IEl “cueste lo que cueste” está muerto, ¡viva “cueste lo que cueste”! Durante meses, si no años, el Gobierno y Bercy llevan tratando de explicar que gastar miles de millones de euros para paliar las sucesivas crisis que sacuden el país no solo es más viable, sino que está más en la agenda. “¡Se acabó el ‘cueste lo que cueste’! », aseguró el ministro de Economía, Bruno Le Maire, con mascarilla en el rostro, durante las universidades de verano del Medef, en… agosto de 2021.
Una pérdida de tiempo: después de las diversas oleadas de la crisis sanitaria, que llevaron a la explosión de la deuda Covid -unos 150.000 millones de euros en total-, las rebajas de las promesas de campaña de Emmanuel Macron para las elecciones presidenciales de primavera de 2022, luego la crisis energética provocó por la guerra en Ucrania, cada vez pospuso el retorno a la virtud presupuestaria.
Aunque a nadie, en el escenario político, se le haya ocurrido criticar la gestión económica de la pandemia o las ayudas para el pago de las facturas de gas y luz, la trampa ha remitido al Gobierno: cómo explicarle a los ingleses regados durante tres años. «dinero mágico» que de repente las arcas están vacías para nuevas ayudas? Sobre todo porque el tema de la inflación, y su corolario político, el poder adquisitivo, sigue pegado en la piel del jefe de Estado como la curita del capitán Haddock.
El último episodio, sin embargo, pareció marcar un cambio en la estrategia del gobierno: ante el alza de los precios de los alimentos, en medio de la Feria Agrícola, Emmanuel Macron se vio atrapado entre las recriminaciones de industriales y agricultores por un lado, y las alertas de las cadenas de supermercados, por otro lado, cada uno devolviendo la pelota en cuanto a la posible responsabilidad por el color rojo brillante de los recibos.

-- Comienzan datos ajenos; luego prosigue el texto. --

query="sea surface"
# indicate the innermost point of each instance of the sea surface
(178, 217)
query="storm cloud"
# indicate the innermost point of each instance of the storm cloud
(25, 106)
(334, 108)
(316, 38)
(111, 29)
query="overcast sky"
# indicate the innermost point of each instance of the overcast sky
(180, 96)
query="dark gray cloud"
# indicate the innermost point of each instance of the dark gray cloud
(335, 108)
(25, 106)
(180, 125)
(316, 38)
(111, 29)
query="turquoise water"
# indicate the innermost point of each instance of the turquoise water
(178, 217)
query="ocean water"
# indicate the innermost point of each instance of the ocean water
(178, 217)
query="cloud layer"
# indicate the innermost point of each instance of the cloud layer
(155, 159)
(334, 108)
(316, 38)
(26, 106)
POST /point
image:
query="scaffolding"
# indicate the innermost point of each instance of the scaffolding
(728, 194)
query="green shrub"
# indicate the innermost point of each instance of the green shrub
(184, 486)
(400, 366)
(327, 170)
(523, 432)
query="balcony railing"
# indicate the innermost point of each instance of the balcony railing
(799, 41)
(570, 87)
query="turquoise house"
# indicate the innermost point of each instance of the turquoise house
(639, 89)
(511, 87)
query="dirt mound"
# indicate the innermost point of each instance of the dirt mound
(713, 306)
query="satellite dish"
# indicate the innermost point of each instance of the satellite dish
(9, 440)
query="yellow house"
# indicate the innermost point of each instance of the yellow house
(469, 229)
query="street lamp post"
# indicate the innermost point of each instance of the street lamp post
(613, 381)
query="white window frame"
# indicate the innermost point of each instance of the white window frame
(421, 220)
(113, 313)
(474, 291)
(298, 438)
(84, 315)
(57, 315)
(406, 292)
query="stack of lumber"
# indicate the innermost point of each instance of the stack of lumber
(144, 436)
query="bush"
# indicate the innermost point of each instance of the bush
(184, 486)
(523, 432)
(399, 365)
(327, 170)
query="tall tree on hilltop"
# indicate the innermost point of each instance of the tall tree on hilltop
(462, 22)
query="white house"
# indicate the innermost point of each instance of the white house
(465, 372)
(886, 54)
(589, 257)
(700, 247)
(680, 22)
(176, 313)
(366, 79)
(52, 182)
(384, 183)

A pocos días de la movilización social de los 7 de Marzo, es imperativo encontrar una solución política.
Beneficios asombrosos
Fue elegido el lunes 6 de marzo, tras varios días de póquer mentiroso entre los sospechosos, lo que permitió a Bruno Le Maire anunciar que los distribuidores pagarán “varios cientos de millones de euros” de su bolsillo para bajar sus precios. Y qué importaba que la mayoría de los grandes minoristas ya hubieran orquestado sus propias campañas de promoción o que la verificación de estos compromisos minorista por minorista fuera una ilusión: esto permitió al Ministro anunciar una “trimestre antiinflacionario”… a un menor costo para el Estado.